転生者×タイムトラベラー!? トリッキーな設定に見えて真摯に「人生」と向き合う、良質なSF漫画『雪と墨』

 「雪と墨」とは、真っ白な雪と真っ黒な墨のように、二つの物事が正反対であること、違いが大きすぎて比較にもならないことのたとえである。今回はそんなタイトルがつけられた漫画の魅力をお伝えしたい。

 36歳の常盤(ときわ)と、そのイトコで同居人でもある24歳の浅葱(あさぎ)。2人には、誰に言っても信じてもらえないだろう、秘密があった。

 常盤にとって36歳の誕生日。酒に酔った常磐は、涙をこぼしながら浅葱に「前世と現世を合わせた4回分のすべての記憶がある」、つまり”転生者”であることを打ち明ける。それに対して、浅葱は、ケロッとした顔で「実は俺の正体…タイムトラベラーなんですよ…!!」と一言。その反応に、常磐は「信じてもらえなかった――」と手を震わせるが、その裏で浅葱は「…口が滑った…」と頭を抱えていて――。

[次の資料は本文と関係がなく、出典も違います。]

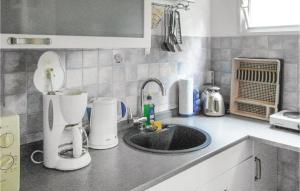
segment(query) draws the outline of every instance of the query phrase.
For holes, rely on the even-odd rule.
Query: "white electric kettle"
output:
[[[223,96],[220,94],[219,87],[209,87],[203,94],[203,113],[207,116],[223,116],[225,115],[225,106]]]
[[[118,121],[126,106],[115,98],[100,97],[91,104],[89,147],[108,149],[118,145]]]

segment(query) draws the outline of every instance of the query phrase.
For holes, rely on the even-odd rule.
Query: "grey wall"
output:
[[[208,38],[184,38],[183,52],[160,50],[159,36],[153,36],[151,54],[143,49],[54,50],[66,68],[66,87],[84,89],[89,97],[114,96],[136,112],[138,88],[149,77],[161,79],[167,87],[162,97],[153,84],[148,91],[158,111],[177,107],[177,84],[181,76],[192,76],[195,87],[203,83],[210,68]],[[46,50],[1,50],[1,102],[5,109],[20,114],[21,142],[42,139],[42,95],[33,85],[33,72],[39,56]],[[120,54],[121,63],[114,55]],[[3,108],[2,108],[3,109]]]
[[[284,59],[283,108],[300,109],[298,82],[299,35],[257,35],[213,37],[211,69],[216,71],[216,84],[222,88],[226,101],[230,96],[231,62],[235,57]]]

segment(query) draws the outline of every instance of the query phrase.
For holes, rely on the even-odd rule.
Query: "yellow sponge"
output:
[[[151,125],[157,127],[156,131],[160,131],[162,129],[162,122],[161,121],[153,121],[153,122],[151,122]]]

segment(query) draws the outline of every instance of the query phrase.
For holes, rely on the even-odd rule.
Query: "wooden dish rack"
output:
[[[281,65],[279,59],[235,58],[230,113],[268,121],[279,109]]]

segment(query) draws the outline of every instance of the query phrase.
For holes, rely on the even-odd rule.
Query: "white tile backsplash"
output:
[[[88,98],[96,98],[98,97],[98,85],[86,85],[83,87],[83,90],[88,93]]]
[[[160,67],[160,71],[159,71],[160,77],[164,78],[164,77],[168,77],[172,74],[170,63],[160,63],[159,67]]]
[[[150,63],[149,64],[149,77],[159,78],[160,64],[159,63]]]
[[[99,65],[111,66],[113,63],[113,51],[112,50],[99,50]]]
[[[66,63],[67,69],[79,69],[82,68],[82,51],[79,50],[69,50],[66,52]]]
[[[231,48],[221,46],[231,39]],[[232,60],[235,57],[263,57],[283,59],[283,108],[300,110],[300,42],[299,35],[255,35],[213,37],[211,70],[215,71],[216,85],[229,101]],[[298,42],[298,44],[297,44]],[[224,47],[224,48],[222,48]]]
[[[99,97],[111,97],[113,86],[111,83],[101,83],[98,85],[98,96]]]
[[[82,69],[69,69],[66,72],[66,87],[81,88],[82,87]]]
[[[4,95],[26,92],[26,72],[4,74]]]
[[[145,80],[149,77],[149,64],[139,64],[137,67],[138,80]]]
[[[98,68],[84,68],[83,69],[83,86],[97,84]]]
[[[125,65],[125,78],[127,82],[133,82],[137,80],[138,66],[136,64],[126,64]]]
[[[3,53],[3,70],[6,73],[10,72],[25,72],[26,64],[22,60],[23,54],[15,51]]]
[[[114,83],[124,83],[125,82],[125,67],[124,66],[113,66],[112,76]]]
[[[228,100],[229,95],[226,94],[229,94],[233,57],[279,57],[284,58],[286,61],[284,106],[296,108],[298,105],[300,108],[300,98],[298,96],[300,93],[300,87],[298,87],[298,84],[300,84],[298,78],[298,73],[300,73],[298,67],[300,64],[300,50],[298,48],[300,40],[298,40],[298,47],[295,47],[293,40],[295,36],[293,35],[213,37],[211,40],[209,38],[184,37],[183,52],[176,54],[161,51],[161,37],[153,38],[156,40],[152,42],[153,47],[149,55],[144,55],[143,49],[55,50],[67,68],[66,87],[81,88],[88,91],[90,96],[115,96],[128,101],[130,107],[135,107],[133,102],[139,96],[141,82],[148,77],[156,77],[166,84],[168,96],[160,97],[160,90],[156,85],[149,85],[147,90],[155,95],[157,94],[155,99],[159,102],[158,104],[161,104],[157,108],[158,110],[164,110],[176,107],[178,95],[174,81],[179,77],[191,76],[194,78],[195,87],[201,88],[207,70],[214,69],[216,70],[217,85],[221,86],[225,94],[224,97]],[[276,41],[278,39],[279,41]],[[5,98],[8,103],[7,107],[17,110],[24,116],[39,112],[38,110],[41,107],[39,104],[33,105],[35,104],[33,100],[38,98],[32,98],[33,100],[31,100],[28,97],[28,95],[36,95],[37,93],[32,78],[36,68],[35,59],[41,53],[43,53],[43,50],[2,51],[2,54],[7,55],[3,56],[4,61],[11,64],[6,66],[6,71],[1,71],[1,75],[12,73],[12,75],[18,76],[19,72],[26,73],[24,92],[21,94],[14,92],[13,89],[18,88],[12,88],[14,86],[11,86],[11,90],[9,90],[11,95],[7,95]],[[113,55],[116,53],[122,56],[122,63],[114,63]],[[11,79],[11,84],[19,84],[17,82],[21,78]],[[9,80],[6,81],[8,83]],[[295,88],[295,86],[297,87]],[[25,96],[22,97],[22,94]],[[295,104],[293,99],[299,99],[298,104]],[[20,103],[24,104],[24,108],[15,107],[12,103],[15,100],[19,100]],[[27,122],[27,120],[25,121]],[[22,126],[26,126],[25,121],[22,122]],[[38,135],[38,133],[36,134]],[[25,132],[22,140],[30,142],[30,137],[36,138],[34,134],[26,135]]]
[[[298,35],[285,35],[282,38],[282,48],[285,50],[298,49]]]
[[[149,84],[150,85],[150,84]],[[126,83],[126,96],[137,96],[139,95],[139,83],[138,82],[127,82]]]
[[[112,95],[120,100],[126,98],[126,84],[125,83],[114,83],[112,87]]]
[[[220,48],[231,48],[231,38],[221,38],[220,39]]]
[[[98,65],[98,50],[83,51],[83,67],[97,67]]]
[[[267,36],[256,36],[255,38],[255,48],[257,49],[268,49],[268,37]]]
[[[98,82],[102,83],[112,83],[113,72],[112,66],[102,66],[99,68]]]
[[[298,77],[298,64],[284,63],[284,77],[288,79],[297,79]]]
[[[5,102],[6,109],[11,112],[14,112],[17,114],[27,113],[27,95],[26,95],[26,93],[5,96],[4,102]]]
[[[126,96],[125,102],[127,105],[130,106],[132,115],[137,115],[138,111],[138,96],[133,95],[133,96]]]
[[[268,50],[269,58],[284,58],[283,50]]]
[[[283,93],[283,109],[289,109],[297,111],[298,105],[298,92],[296,91],[286,91]]]
[[[271,35],[269,36],[268,48],[272,50],[282,49],[282,36],[281,35]]]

 前世の記憶がある転生者に、タイムトラベラー。この展開に筆者は単純にわくわくし、「ジャンルを超えた最強タッグが生まれてしまった」と興奮したものだが、しかし実際に読み進めてみると、この作品そんなに単純なものではなかった。

過去生の記憶が残る転生者、常盤

 前世は短命で、この歳になるほど長く生きたことがないという常盤。筆者も今年で36歳、常盤と同じ歳だが、自分自身のことで言えば、「長く生きた」という感覚はまるでなく、同年代の友人たちも「気づけばこの年になっていた」という感覚の人が多い。過去生の記憶を背負いながら転生を繰り返してきた、常磐の「人生」や「時間」に対する感覚は、常人とは違う。もっといえば、過去生の記憶は重荷になっているようだ。

 前世の記憶が現世で蘇るのは、前世で命を落とした年齢になった時だという。「神様は自分になんの恨みがあってこんな魂にしたのかまったくわからないけれど きっとこれは何かの罰なのだろうーー」という常盤の言葉が胸に迫る。過去生を思い出すということは、思い残しや死の苦しみを繰り返し体験することであり、それは耐え難い苦痛のようだ。不遇だった前世の知識や経験を活かし、大成功を収める――という「転生者」とはまったく違っている。

 過去生の記憶に縛られるのが嫌で、振り回されたくない。自分の人生だと歩み始めた、今世の常盤。そこにさらなる不幸が重なり、「――もういいかな」と打ちのめされていた。それが2か月後、先ほどの同居人への告白につながったのだった。